One of the main selling points of WhatsApp is that the service automatically encrypts messages. This means no third-party gets their hands on your messages when they are sent, not even WhatsApp. However, that may not be entirely true as the Facebook-owned company has made an interesting admission.
Google's cloud storage service provides users with 15GB of free space. Before the partnership, WhatsApp messages ate into that free quota, now they don't. There is a trade off though as the company admits messages stored in Google Drive are not encrypted.
There are a few things to consider here. Firstly, there is no obligation to back up messages to Google Drive, so it's not like WhatsApp is being deceptive. If you don't back up, your messages will remain fully encrypted.
However, it would be interesting to know if messages were previously encrypted when they would use free Drive storage quotas. In other words, was the price of this partnership WhatsApp giving Google access to user messages? We know Google uses data from its own service for advertising.
It does now seem messages from WhatsApp comes with the “always encrypted, accept” caveat. Again, if you don't like it, simply don't backup your messages to Google Drive.
There is still no doubt that WhatsApp has been a leader in end-to-end encryption.
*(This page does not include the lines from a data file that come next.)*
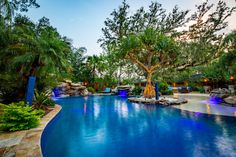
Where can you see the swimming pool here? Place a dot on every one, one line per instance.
(99, 126)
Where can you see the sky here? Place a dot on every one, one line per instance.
(82, 20)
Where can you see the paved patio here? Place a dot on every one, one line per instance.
(201, 103)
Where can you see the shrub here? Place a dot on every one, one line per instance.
(137, 90)
(164, 88)
(42, 100)
(91, 89)
(18, 116)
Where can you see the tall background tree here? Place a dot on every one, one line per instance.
(199, 33)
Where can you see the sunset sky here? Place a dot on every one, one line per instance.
(82, 20)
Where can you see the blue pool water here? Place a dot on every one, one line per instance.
(110, 126)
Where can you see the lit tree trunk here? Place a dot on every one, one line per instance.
(149, 91)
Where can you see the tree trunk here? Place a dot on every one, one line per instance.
(149, 91)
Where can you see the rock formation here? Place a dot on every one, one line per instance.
(220, 93)
(67, 88)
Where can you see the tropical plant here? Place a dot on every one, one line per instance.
(42, 100)
(150, 50)
(91, 89)
(164, 88)
(19, 116)
(32, 49)
(137, 90)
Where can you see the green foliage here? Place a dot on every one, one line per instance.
(18, 116)
(42, 100)
(137, 90)
(32, 49)
(91, 89)
(163, 88)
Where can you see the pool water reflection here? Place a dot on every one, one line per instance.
(99, 126)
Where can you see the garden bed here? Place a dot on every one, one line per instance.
(27, 142)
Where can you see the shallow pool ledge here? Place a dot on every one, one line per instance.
(26, 143)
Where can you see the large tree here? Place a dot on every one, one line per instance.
(199, 34)
(31, 49)
(150, 50)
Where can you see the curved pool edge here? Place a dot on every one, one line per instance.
(27, 142)
(45, 121)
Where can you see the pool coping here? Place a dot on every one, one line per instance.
(26, 143)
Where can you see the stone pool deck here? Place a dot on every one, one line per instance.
(25, 143)
(200, 103)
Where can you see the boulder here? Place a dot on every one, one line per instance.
(220, 93)
(230, 100)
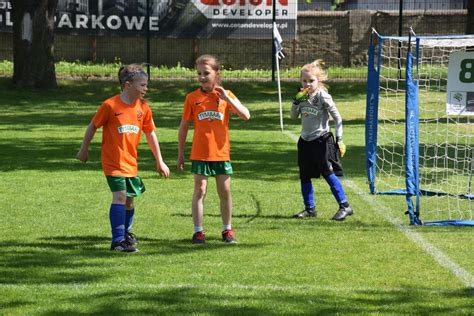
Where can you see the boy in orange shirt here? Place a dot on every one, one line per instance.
(209, 109)
(123, 118)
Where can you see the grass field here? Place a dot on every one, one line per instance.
(55, 238)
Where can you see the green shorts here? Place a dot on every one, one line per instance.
(134, 186)
(211, 168)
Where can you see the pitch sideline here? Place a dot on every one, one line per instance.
(442, 259)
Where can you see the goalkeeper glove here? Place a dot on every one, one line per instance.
(341, 146)
(301, 96)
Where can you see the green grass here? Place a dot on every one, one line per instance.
(55, 231)
(78, 70)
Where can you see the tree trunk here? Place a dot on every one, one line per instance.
(470, 17)
(33, 43)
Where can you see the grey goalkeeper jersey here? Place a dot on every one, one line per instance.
(315, 114)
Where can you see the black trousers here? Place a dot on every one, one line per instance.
(318, 157)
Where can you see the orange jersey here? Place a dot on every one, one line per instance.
(122, 129)
(210, 115)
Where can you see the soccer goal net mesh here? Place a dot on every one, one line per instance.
(414, 148)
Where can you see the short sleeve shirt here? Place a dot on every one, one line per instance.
(210, 116)
(122, 126)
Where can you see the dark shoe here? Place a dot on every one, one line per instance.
(228, 236)
(131, 238)
(123, 246)
(309, 212)
(199, 237)
(342, 213)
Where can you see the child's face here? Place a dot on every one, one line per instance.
(207, 77)
(309, 80)
(138, 87)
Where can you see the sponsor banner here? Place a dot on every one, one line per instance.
(170, 18)
(460, 94)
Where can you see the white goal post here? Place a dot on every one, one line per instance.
(420, 127)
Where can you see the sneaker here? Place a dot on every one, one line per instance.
(123, 246)
(228, 236)
(131, 238)
(342, 213)
(199, 237)
(309, 212)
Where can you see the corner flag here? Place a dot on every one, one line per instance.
(278, 41)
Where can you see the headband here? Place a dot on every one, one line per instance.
(133, 74)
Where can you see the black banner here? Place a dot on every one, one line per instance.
(169, 18)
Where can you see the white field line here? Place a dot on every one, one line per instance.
(380, 208)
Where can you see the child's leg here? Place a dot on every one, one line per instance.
(225, 197)
(200, 187)
(338, 192)
(129, 213)
(117, 215)
(336, 188)
(307, 192)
The service has protected user messages (insisting even it cannot read messages) for year. In fact, it is only now rival Microsoft is brining encryption to Skype, and still in a limited capacity.
Last month, the company rolled out its Private Conversations feature to all Skype users. Users can enter into chats that have end-to-end encryption for audio, text, and file exchanges. This is achieved through the special Private Conversations section of the app, meaning not all messages are encrypted in a regular chat.